小鬼は弱々しい足取りで、地を這うように、己亥を追う。
やがて、山の頂上につくと、己亥は近くに転がった腰掛け程度の石に座り、小鬼も、己亥に追いつくと、彼の前に胡座をかいて座った。
山の頂上ゆえか、周りの木々が風を遮るが、それでも木の葉を散らし、髪を強く靡かせた。
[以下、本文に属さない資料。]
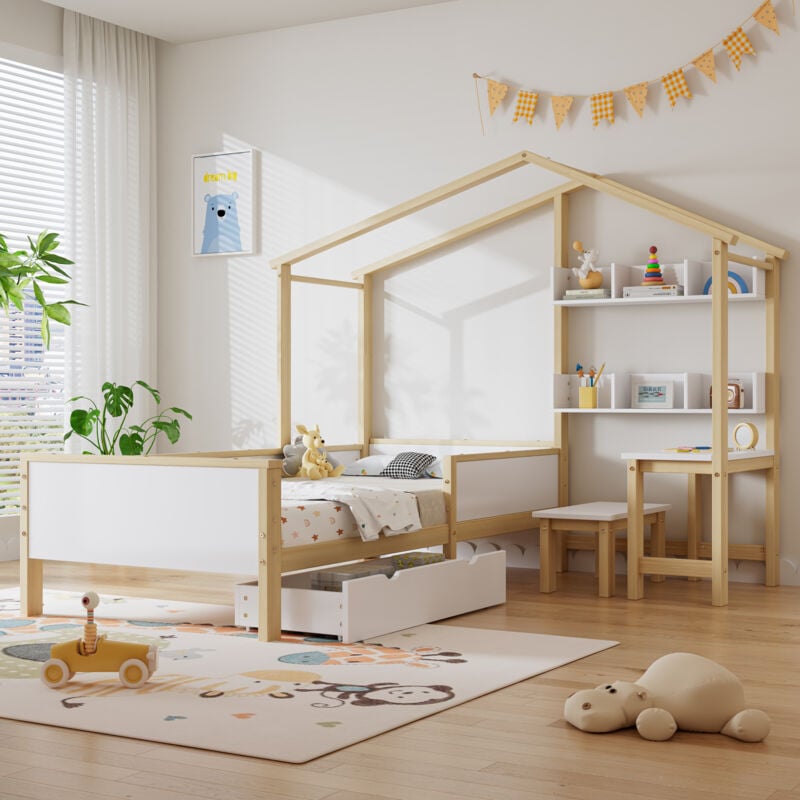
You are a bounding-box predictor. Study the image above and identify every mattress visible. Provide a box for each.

己亥は、肩にかけた風呂敷から、竹の皮に包まれたおにぎりを二つ取り出した。
彼は、そのうちの一つを手に取り、
「食え」
と、小鬼の前へ、おにぎりをつき出した。
当の小鬼は呆然、困惑した様子。
「手を出せ」
と、己亥は無理矢理にも小鬼に手を出させ、その上に、おにぎり一つ置いた。
己亥は、すでにもう一つのおにぎりを食べ始めている。
——ぐう
と、小さく鳴ったのは、小鬼のお腹。
「食え」
己亥は、おにぎりを食べながら、再度言った。
小鬼の目線は、何度か己亥とおにぎりを往復し、やがて、
——はむっ
と、一口、二口とおにぎりに噛みついた。
おにぎりは、どんどんと減り、掌にあった一塊は、すぐになくなってしまった。
小鬼は、手についた米粒を、ぺろぺろ舐めた。
「うまかったか」
「……ッ!」
小鬼はこくり、頷いた。
その様子を見て、己亥は若干頬を緩めたが、すぐに厳しい顔つきになった。
「小鬼、先ほど言った通り約束だ」
「うん」
「人を食わぬと誓うか」
「さっき、やくそくした。嘘つかない」
小鬼は、強く頷き、たどたどしくも先程より生気のこもった声をあげた。
「そうか。ではお主、名はなんという?」
「……晴天丸」
小鬼はつぶやくように言った。
「わかった。晴天丸、もしお前が人を食った時は……」
と、己亥は語気を強め、
「この九釣己亥が必ずお前の袂まで行き、斬る」
「うん……ッ」
小鬼は決意のこもった眼差しで、目の前の武士を見つめた。
「やくそく、まもる」
「よしっ」
己亥は立ち上がった。
まさか、おにぎりを与えたとはいえ、このまま晴天丸を置き去りにするわけにはいかない。
「お前を匿ってくれる所まで案内してやろう」
己亥は、ついて来い、とサッサと歩き始めた。
晴天丸は、その後ろを、やや急ぎ足で追いかけた。